Several Questions related to SG to SG replication via config over public API

Task: We need to replicate certain channels to remote SG instances. IMO the easiest way to do this is over the public api using a user that only has access to the channels we want replicated. This way it is a pull action and replication definition are on the target SG, but the access is controlled at the source SG.

example user in source SG config

"users": {
			"all_content": {
				"password": "passwordabc",
				"admin_channels": [
					"content"
				],
				"admin_roles": [
					"adminrole"
				  ],
				"disabled": false
			}
		},

example replication definition on target:

	"replications": [
	{
		"replication_id": "continuous-filtered",
		"source": "http://all_content:passwordabc@sourceurl.com:4984/sync_gateway",
		"target": "sync_gateway",
		"continuous": true,
		"changes_feed_limit": 1000
	}
]

I have two questions:

  1. Does anyone know if the TLS handshake is performed prior to passing the full url over with username and password?

  2. I’ve been working with Couchbase support for almost a week without getting anywhere, so I thought I would ask it here too. I am getting the following error on the target when it is trying to perform the replication work:

2019-05-21T11:58:56.016Z [DBG] Replicate+: Got notification CATCHING_UP
2019-05-21T11:58:56.016Z [INF] HTTP: #014: GET /sync_gateway/_local/e778eab791bc2f3270e33febf36048709fd21f03 (as ADMIN)
2019-05-21T11:58:56.017Z [INF] HTTP: #014: --> 404 missing (0.4 ms)
2019-05-21T11:59:56.115Z [DBG] Replicate+: Got notification ABORTED_WAITING_TO_RETRY
2019-05-21T11:59:56.615Z [DBG] Replicate+: Got notification CATCHING_UP
2019-05-21T11:59:56.616Z [INF] HTTP: #015: GET /sync_gateway/_local/e778eab791bc2f3270e33febf36048709fd21f03 (as ADMIN)
2019-05-21T11:59:56.617Z [INF] HTTP: #015: --> 404 missing (0.5 ms)
2019-05-21T12:00:56.716Z [DBG] Replicate+: Got notification ABORTED_WAITING_TO_RETRY
2019-05-21T12:00:57.216Z [DBG] Replicate+: Got notification CATCHING_UP
2019-05-21T12:00:57.216Z [INF] HTTP: #016: GET /sync_gateway/_local/e778eab791bc2f3270e33febf36048709fd21f03 (as ADMIN)
2019-05-21T12:00:57.217Z [INF] HTTP: #016: --> 404 missing (0.6 ms)

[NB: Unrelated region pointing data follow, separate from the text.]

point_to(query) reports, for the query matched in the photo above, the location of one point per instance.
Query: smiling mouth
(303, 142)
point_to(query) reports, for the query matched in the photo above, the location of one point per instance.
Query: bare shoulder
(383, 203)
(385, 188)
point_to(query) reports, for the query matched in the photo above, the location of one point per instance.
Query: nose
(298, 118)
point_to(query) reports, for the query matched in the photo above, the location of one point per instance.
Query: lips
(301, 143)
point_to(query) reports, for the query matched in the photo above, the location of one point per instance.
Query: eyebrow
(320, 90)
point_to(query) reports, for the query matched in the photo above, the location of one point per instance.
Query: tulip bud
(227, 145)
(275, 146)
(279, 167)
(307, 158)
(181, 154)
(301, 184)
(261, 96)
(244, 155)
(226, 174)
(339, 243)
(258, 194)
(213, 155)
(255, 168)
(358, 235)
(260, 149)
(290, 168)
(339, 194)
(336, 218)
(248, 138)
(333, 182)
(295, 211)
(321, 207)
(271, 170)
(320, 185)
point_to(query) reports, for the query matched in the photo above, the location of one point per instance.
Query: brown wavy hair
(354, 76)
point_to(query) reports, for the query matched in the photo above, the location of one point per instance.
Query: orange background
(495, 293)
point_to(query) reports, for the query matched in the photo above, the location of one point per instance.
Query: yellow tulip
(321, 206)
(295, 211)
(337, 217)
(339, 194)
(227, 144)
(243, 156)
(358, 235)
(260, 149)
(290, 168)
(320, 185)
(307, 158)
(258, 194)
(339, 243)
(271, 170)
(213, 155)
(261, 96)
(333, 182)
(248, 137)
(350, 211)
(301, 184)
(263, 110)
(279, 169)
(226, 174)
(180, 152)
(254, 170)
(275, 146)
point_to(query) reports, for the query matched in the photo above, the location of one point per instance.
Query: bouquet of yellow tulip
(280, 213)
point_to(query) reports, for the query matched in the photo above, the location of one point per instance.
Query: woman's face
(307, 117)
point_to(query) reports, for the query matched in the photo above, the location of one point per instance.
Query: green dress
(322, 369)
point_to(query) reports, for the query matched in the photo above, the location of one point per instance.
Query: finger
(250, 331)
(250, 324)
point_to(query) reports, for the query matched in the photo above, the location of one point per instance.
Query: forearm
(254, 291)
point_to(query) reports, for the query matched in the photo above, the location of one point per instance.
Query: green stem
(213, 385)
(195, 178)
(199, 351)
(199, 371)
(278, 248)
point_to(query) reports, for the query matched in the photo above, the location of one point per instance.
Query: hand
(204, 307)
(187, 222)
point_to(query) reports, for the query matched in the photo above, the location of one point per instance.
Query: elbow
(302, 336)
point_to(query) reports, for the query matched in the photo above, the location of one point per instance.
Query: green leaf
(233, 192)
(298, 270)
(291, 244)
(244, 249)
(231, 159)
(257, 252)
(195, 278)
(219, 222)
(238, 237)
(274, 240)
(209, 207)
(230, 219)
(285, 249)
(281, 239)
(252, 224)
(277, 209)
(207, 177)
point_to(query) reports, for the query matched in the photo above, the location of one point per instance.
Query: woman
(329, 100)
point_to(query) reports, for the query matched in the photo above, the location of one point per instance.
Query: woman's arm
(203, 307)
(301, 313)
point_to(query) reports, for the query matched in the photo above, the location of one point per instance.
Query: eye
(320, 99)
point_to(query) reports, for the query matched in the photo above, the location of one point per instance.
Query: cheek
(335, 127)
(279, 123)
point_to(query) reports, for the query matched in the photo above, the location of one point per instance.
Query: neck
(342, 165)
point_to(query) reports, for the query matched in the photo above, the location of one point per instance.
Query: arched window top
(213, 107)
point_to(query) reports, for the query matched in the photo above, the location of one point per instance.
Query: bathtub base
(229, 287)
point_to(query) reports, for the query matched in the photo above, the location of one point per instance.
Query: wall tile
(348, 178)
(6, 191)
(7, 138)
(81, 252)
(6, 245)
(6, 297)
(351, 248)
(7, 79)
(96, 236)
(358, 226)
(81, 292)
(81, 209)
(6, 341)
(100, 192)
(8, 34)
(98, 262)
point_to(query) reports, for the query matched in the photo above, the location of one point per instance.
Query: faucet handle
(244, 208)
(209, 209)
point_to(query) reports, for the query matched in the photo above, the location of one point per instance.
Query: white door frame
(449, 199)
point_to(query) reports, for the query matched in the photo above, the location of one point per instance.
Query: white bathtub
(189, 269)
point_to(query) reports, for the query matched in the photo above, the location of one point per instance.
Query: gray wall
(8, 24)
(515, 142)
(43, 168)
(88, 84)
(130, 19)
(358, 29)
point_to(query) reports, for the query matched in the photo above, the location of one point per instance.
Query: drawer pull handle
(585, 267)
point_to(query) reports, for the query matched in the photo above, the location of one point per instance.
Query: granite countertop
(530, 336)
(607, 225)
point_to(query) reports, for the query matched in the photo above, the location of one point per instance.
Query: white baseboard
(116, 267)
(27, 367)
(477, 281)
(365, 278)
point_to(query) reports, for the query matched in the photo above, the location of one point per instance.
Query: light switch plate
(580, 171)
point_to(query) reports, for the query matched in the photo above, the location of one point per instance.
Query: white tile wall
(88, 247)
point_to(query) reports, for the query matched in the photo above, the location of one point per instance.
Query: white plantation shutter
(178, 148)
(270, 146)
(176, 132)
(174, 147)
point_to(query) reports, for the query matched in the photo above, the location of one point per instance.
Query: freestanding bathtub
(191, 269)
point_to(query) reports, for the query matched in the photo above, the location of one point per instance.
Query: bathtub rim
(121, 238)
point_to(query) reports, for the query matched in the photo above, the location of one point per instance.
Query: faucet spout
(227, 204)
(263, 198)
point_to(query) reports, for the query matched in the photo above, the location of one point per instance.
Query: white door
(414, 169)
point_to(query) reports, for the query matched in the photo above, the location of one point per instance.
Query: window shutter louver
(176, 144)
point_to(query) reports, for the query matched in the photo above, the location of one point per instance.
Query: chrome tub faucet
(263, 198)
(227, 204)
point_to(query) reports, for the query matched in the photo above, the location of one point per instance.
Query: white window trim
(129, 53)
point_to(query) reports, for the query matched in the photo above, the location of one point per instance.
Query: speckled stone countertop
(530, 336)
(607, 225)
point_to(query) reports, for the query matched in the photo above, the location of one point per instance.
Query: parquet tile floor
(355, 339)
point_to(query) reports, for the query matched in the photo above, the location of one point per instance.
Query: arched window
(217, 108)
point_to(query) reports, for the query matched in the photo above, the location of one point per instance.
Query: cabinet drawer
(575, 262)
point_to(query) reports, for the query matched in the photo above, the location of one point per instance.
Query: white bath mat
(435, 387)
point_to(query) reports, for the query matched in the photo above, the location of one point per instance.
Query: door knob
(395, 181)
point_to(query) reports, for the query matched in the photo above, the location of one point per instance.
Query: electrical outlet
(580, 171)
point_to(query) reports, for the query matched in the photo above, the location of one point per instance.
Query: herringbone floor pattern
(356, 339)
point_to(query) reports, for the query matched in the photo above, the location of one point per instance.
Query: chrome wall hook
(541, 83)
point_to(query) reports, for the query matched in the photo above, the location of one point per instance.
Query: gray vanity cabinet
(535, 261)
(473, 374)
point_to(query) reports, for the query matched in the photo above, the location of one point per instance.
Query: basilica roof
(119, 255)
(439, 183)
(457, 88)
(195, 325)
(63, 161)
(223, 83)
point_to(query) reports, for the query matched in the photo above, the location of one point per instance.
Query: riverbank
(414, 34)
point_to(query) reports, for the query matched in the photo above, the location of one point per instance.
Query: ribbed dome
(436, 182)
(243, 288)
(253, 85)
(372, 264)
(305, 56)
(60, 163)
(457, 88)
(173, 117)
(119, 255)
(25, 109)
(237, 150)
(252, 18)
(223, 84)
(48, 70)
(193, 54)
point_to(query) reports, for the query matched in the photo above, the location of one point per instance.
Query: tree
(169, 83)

Things I’ve tried. Using a very simple sync function on both sides. It had no impact. I’ve also tried this on two different target SG databases with different target databases and a very similar error message was given.

Any help would be appreciated.

Some additional info. We are on Kubernetes and using a reverse proxy. It appears that our issue lies with the reverse proxy. We were able to get sync working when bypassing the ingress. Now the task is to try and figure out if we can make this work with the proxy by exposing some additional endpoints or if we have to have a dedicated non ingress endpoint.

Has anyone else out there figured out what additional endpoints need to be exposed in order for SG to SG replication to work while using a reverse proxy?

We’ve seen several problems with people trying to use websockets communications over various routers (Azure App Gateway, Traefik). Perhaps this is related? Deploying Sync Gatway behind Azure App Gateway - BLIP Sync

We have mobile apps replicating through the ingress without any issues for quite some time now. I am not sure why SG to SG is so different.

We found the issue. There was a miscommunication between the devops engineer and myself. I asked for the sync gateway endpoint that the phones use and he gave me the ‘backdoor’ with limited connectivity. When I switched to using the same 4984 endpoint that the phones use everything worked as designed.